R/build_hmm.R

Defines functions build_hmm

Documented in build_hmm

#' Build a Hidden Markov Model
#'
#' Function `build_hmm` constructs a hidden Markov model object of class `hmm`.
#'
#' The returned model contains some attributes such as `nobs` and `df`,
#' which define the number of observations in the  model and the number of estimable
#' model parameters, used in computing BIC.
#' When computing `nobs` for a multichannel model with \eqn{C} channels,
#' each observed value in a single channel amounts to \eqn{1/C} observation,
#' i.e. a fully observed time point for a single sequence amounts to one observation.
#' For the degrees of freedom `df`, zero probabilities of the initial model are
#' defined as structural zeroes.
#' @export
#' @param observations An `stslist` object (see [TraMineR::seqdef()]) containing
#' the sequences, or a list of such objects (one for each channel).
#' @param n_states A scalar giving the number of hidden states. Not used if starting values for model parameters
#' are given with `initial_probs`, `transition_probs`, or `emission_probs`.
#' @param transition_probs A matrix of transition probabilities.
#' @param emission_probs A matrix of emission probabilities or a list of such
#' objects (one for each channel). Emission probabilities should follow the
#' ordering of the alphabet of observations (`alphabet(observations)`, returned as `symbol_names`).
#' @param initial_probs A vector of initial state probabilities.
#' @param state_names A list of optional labels for the hidden states. If `NULL`,
#' the state names are taken from the row names of the transition matrix. If this is
#' also `NULL`, numbered states are used.
#' @param channel_names A vector of optional names for the channels.
#' @param ... Additional arguments to [simulate_transition_probs()].
#' @return Object of class `hmm` with the following elements:
#' * `observations`\cr State sequence object or a list of such objects containing the data.
#' * `transition_probs`\cr A matrix of transition probabilities.
#' * `emission_probs`\cr A matrix or a list of matrices of emission probabilities.
#' * `initial_probs`\cr A vector of initial probabilities.
#' * `state_names`\cr Names for hidden states.
#' * `symbol_names`\cr Names for observed states.

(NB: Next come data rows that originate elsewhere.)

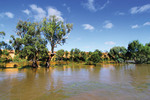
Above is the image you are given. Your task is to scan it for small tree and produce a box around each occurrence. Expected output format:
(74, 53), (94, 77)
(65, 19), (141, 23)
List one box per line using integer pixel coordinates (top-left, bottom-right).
(0, 32), (12, 62)
(74, 48), (81, 62)
(56, 49), (64, 60)
(80, 51), (86, 61)
(127, 40), (143, 62)
(65, 50), (69, 59)
(41, 16), (73, 67)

#' * `channel_names`\cr Names for channels of sequence data.
#' * `length_of_sequences`\cr (Maximum) length of sequences.

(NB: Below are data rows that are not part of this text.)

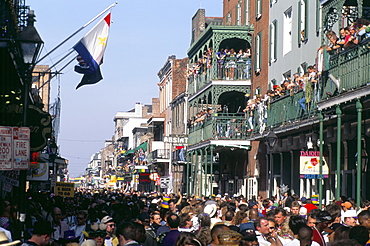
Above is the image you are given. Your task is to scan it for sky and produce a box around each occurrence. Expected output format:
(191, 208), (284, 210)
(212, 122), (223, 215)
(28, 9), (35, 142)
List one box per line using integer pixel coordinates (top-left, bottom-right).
(26, 0), (222, 177)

#' * `sequence_lengths`\cr A vector of sequence lengths.
#' * `n_sequences`\cr Number of sequences.
#' * `n_symbols`\cr Number of observed states (in each channel).
#' * `n_states`\cr Number of hidden states.
#' * `n_channels`\cr Number of channels.
#'
#' @seealso [fit_model()] for estimating model parameters; and
#'   [plot.hmm()] for plotting `hmm` objects.
#' @examples
#'
#' # Single-channel data
#'
#' data("mvad", package = "TraMineR")
#'
#' mvad_alphabet <- c(
#'   "employment", "FE", "HE", "joblessness", "school",
#'   "training"
#' )
#' mvad_labels <- c(
#'   "employment", "further education", "higher education",
#'   "joblessness", "school", "training"
#' )
#' mvad_scodes <- c("EM", "FE", "HE", "JL", "SC", "TR")
#' mvad_seq <- seqdef(mvad, 15:86,
#'   alphabet = mvad_alphabet, states = mvad_scodes,
#'   labels = mvad_labels, xtstep = 6
#' )
#'
#' # Initializing an HMM with 4 hidden states, random starting values
#' init_hmm_mvad1 <- build_hmm(observations = mvad_seq, n_states = 4)
#'
#' # Starting values for the emission matrix
#' emiss <- matrix(NA, nrow = 4, ncol = 6)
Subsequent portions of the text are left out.